Cette mesure, adoptée par le Ministère espagnol du Travail, vise à empêcher les chômeurs de prendre un emploi saisonnier à l’étranger tout en continuant à percevoir leurs indemnités. Un chômeur averti en vaut deux…
Un article du Journal « Frankfurter Allgemeine Zeitung » révèle que l’Espagne a de l’argent jusqu’en septembre 2012 seulement et qu’après, elle sera en défaut de paiement !

Zoom sur la catalogne

Barcelone, deuxième plus grande ville d´Espagne (onzième ville la plus peuplée de l’Union européenne et la sixième en incluant sa banlieue) a vu 400 000 manifestants investir ses rues lors de la dernière manifestation. Le mouvement reste toutefois très pacifiste. En face, La Mossos d’esquadra (police de Catalogne) ne cesse d´embaucher du personnel depuis 2009 et déploie largement sa puissance de contrôle sur les parcours. Les citoyens sont invités à la délation contre « la violence urbaine » sur le site officiel de la police, pour pouvoir contenir les réactions à la vague d’austérité qui s’accentue avec les mesures européennes.

Après les brutalités de l’été 2011 sur le camp des indignés installés à la Plaza Catalunya, puis les multiples opérations d’infiltration de policiers en civil dans la foule afin de créer de la violence, de la casse et ainsi délégitimer les manifestants, le vent commence à tourner et on commence à voir des policiers, des pompiers mais aussi des fonctionnaires de la justice rejoindre les rangs des protestataires…

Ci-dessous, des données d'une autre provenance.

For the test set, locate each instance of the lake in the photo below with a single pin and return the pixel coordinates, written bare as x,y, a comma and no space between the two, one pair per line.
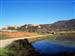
51,47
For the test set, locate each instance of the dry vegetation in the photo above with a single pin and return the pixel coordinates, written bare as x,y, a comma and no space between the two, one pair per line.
17,34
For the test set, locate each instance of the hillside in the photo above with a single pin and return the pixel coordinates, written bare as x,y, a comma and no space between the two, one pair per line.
46,28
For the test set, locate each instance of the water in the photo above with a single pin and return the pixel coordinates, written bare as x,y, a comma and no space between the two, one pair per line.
50,47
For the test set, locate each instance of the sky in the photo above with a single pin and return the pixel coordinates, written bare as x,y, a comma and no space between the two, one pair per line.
20,12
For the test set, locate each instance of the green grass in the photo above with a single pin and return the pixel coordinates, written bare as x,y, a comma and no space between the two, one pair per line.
3,37
3,52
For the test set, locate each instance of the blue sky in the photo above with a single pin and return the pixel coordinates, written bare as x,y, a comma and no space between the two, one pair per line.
20,12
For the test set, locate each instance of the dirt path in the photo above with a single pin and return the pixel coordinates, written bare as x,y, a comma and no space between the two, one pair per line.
5,42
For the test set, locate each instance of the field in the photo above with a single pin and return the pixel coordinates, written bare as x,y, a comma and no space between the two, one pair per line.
6,35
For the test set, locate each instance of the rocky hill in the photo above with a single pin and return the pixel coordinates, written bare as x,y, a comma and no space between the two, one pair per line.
46,28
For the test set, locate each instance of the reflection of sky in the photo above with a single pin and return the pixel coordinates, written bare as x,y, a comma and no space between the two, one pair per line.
49,47
16,12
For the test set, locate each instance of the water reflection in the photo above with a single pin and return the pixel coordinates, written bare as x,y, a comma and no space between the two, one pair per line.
50,47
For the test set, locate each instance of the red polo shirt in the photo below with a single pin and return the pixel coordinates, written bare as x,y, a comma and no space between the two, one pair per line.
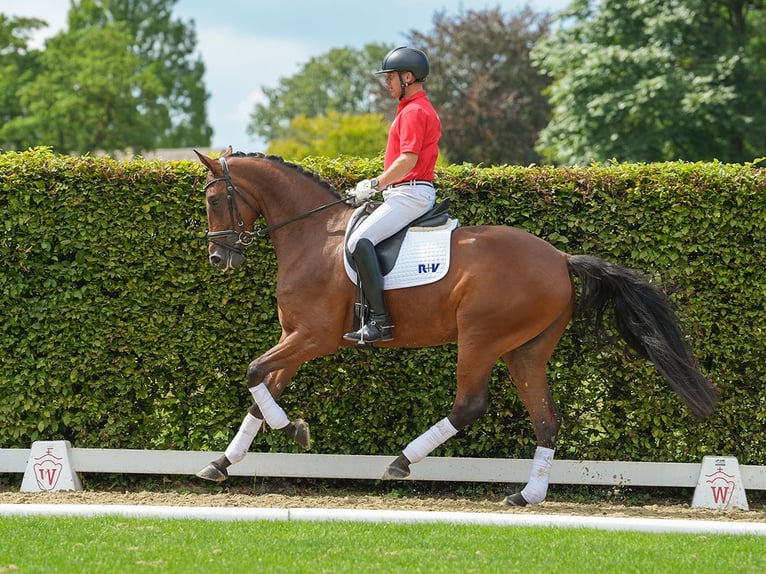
416,129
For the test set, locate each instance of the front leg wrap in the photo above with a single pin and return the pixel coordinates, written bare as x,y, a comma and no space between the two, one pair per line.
275,417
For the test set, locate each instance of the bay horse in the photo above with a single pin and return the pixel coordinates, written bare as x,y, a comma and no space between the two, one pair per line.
508,294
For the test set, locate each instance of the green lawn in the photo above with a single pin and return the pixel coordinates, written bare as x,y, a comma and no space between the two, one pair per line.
113,544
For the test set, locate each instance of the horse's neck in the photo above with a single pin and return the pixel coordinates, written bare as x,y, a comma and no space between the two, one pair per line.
318,235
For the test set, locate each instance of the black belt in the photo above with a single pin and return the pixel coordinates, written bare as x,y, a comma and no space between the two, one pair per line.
412,182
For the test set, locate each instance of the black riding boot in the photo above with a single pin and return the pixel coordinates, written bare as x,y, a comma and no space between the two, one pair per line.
379,327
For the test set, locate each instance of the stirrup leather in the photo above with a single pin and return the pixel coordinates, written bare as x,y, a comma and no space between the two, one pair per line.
378,328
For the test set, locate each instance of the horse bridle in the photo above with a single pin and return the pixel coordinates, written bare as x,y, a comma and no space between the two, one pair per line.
237,226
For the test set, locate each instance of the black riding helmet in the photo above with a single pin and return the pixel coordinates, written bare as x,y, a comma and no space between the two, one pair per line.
405,59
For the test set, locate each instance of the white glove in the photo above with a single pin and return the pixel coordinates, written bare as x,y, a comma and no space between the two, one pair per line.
362,192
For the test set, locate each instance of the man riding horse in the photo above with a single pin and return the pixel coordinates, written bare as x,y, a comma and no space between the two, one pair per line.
406,182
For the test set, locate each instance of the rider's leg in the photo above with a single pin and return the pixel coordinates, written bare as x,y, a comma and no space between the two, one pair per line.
401,206
378,327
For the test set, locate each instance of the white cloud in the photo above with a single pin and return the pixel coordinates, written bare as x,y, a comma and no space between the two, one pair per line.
236,67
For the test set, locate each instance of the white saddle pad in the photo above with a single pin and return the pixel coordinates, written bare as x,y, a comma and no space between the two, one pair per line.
424,257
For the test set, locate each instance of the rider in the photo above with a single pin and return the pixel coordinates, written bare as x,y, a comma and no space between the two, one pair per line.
406,181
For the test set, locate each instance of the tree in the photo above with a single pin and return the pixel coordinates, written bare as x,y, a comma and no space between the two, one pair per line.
340,81
166,51
653,81
489,97
86,97
18,65
332,135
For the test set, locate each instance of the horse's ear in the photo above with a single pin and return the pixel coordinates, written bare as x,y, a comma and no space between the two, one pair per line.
208,162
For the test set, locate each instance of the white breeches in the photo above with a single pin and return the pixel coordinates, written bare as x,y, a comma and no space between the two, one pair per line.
401,205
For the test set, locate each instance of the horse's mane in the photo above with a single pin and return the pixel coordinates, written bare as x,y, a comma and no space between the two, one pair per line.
299,168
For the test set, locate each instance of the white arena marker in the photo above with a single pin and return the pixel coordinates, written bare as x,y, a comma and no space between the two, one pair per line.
49,469
720,485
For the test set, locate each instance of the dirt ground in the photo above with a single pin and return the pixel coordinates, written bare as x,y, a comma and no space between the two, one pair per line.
319,498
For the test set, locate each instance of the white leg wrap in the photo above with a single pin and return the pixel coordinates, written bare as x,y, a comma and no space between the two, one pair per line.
272,412
241,442
419,448
537,487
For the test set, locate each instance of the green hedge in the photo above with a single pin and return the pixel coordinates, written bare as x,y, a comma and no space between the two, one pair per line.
115,332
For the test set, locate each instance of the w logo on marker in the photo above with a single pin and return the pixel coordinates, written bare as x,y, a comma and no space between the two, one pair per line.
47,470
427,267
722,486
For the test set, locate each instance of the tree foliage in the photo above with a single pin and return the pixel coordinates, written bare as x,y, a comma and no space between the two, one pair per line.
123,75
489,97
18,64
339,81
332,135
654,81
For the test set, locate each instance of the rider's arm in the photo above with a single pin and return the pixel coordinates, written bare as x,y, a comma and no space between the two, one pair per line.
398,169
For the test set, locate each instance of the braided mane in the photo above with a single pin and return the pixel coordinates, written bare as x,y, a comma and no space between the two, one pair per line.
299,168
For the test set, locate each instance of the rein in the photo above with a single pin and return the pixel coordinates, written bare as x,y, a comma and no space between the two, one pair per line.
237,229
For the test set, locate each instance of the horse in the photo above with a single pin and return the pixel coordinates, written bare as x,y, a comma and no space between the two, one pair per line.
507,295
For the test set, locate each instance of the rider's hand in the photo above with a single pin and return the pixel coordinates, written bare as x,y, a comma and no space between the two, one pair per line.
362,192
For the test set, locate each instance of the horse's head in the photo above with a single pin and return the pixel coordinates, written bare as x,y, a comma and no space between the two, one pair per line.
230,215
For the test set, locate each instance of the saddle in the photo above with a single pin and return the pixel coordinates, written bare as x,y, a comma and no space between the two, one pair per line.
388,249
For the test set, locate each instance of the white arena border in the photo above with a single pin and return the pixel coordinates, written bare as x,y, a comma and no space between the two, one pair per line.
652,525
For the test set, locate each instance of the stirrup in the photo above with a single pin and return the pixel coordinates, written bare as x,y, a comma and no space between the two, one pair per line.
378,329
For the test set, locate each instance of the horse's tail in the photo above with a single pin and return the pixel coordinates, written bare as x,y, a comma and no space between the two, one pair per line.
645,319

En réaction à cette mascarade politique et financière s’est développée une alternative agricole d’auto-gestion. En effet la Catalogne reste une région qui a une forte culture agricole, et les indignés de Barcelone s’intéressent aujourd’hui à une lutte active et prometteuse en fondant un mouvement orienté sur l’idée d’une transition de la ville de Barcelone vers l’autogestion agricole, la réappropriation des espaces verts, la permaculture, la décroissance et la création de jardins potagers en milieu urbain.Finalement, si pour l’instant le bonheur n’est pas d’actualité à Barcelone, l’espoir est dans le pré….

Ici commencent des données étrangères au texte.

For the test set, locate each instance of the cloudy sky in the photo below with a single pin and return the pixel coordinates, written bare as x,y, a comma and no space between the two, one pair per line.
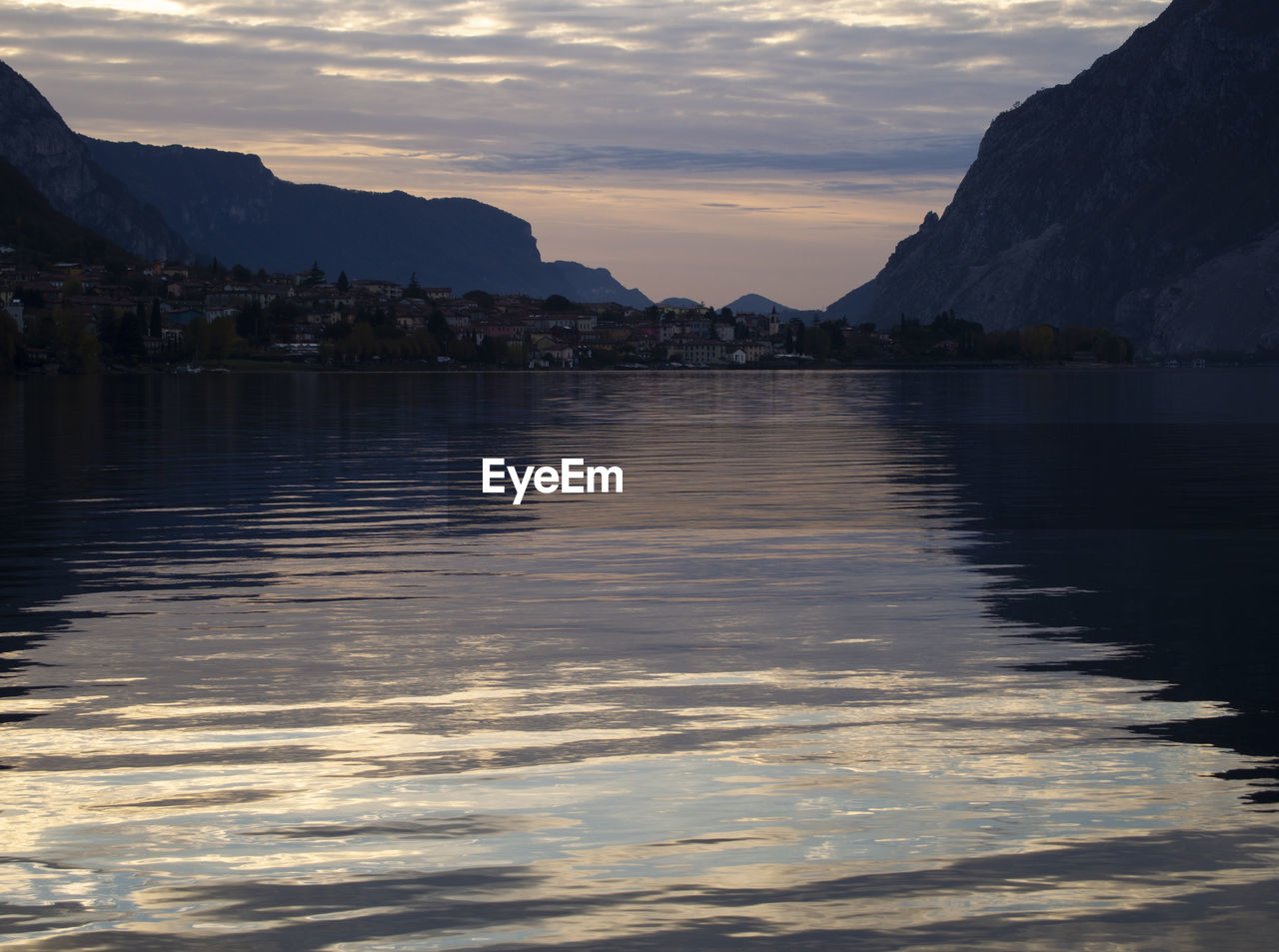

Avril 2012 – Banlieue de Madrid – File d’attente devant une agence pour l’emploi

 

Malgré le mécontentement populaire à l’encontre de la politique d’austérité nationale, une nouvelle hausse des prix est à prévoir : La cécité de la classe politique espagnole est ahurissante. Ce ne sont ni les 100 Millions d’euros débloqués le Samedi 9 Juin 2012 par Bruxelles à l’encontre des banques espagnoles, ni le plan de rigueur de 64 Milliards d’euros décidé en juillet 2012, ni celui de 102 Milliards d’euros opté ces dernières heures, qui ne changeront quoi que ce soit. Ces millions sont comme de minuscules pansements posés sur une plaie béante ; ils ne stopperont pas la colère populaire qui ne cesse de croitre, et qui s’exprime non seulement dans les rues de Madrid, mais aussi dans 80 autres villes du pays, offrant un paysage chaotique à qui veut bien le voir, le diffuser.

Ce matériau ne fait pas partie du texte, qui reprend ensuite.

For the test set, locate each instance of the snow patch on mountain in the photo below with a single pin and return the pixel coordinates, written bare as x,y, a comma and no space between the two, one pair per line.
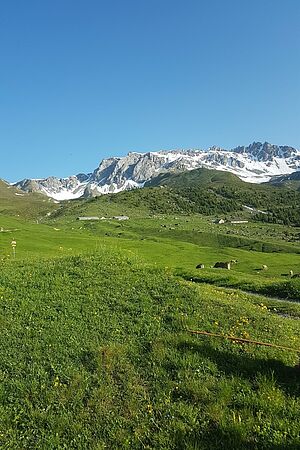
256,163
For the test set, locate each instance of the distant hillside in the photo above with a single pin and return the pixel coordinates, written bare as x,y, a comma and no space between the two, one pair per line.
200,191
198,177
256,163
15,202
292,181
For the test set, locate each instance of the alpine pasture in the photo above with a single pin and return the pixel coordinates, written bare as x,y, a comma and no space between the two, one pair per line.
95,316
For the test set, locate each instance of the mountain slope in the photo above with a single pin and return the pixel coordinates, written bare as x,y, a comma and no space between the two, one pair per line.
15,202
256,163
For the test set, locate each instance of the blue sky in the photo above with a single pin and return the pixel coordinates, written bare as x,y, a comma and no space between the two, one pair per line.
81,80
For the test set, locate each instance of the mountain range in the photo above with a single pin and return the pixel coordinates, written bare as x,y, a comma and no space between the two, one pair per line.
256,163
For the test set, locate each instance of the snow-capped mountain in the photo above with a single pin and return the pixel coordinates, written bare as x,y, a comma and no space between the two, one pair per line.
256,163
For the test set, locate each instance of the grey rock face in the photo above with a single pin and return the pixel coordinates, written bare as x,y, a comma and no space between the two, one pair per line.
257,162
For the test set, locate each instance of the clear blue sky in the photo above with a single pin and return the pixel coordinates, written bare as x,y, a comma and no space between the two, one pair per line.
81,80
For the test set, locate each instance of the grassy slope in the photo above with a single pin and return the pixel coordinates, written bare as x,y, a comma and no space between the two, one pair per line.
16,203
94,354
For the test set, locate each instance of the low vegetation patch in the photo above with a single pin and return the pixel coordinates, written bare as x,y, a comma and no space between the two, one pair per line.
95,354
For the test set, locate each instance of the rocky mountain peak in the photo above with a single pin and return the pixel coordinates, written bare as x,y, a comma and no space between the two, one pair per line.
257,162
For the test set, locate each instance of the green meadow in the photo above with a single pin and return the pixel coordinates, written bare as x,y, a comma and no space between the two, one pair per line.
96,351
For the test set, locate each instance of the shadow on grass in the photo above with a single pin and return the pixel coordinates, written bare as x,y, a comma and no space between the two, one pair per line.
247,367
214,436
216,439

Une chose peut expliquer de manière rationnelle la montée des tensions au sud des Pyrénées : nos cousins espagnols sont dans une position de survie, leurs assiettes et leurs comptes bancaires sont vides, leurs maisons saisies suite à des retards de paiement. Une seule loi prévaut dans ce cas : la loi du plus fort ! Même si elle a toujours existé, cette loi se fait de plus en plus violente et oppressante, à l’image de Rajoy et de sa politique de soumission économique.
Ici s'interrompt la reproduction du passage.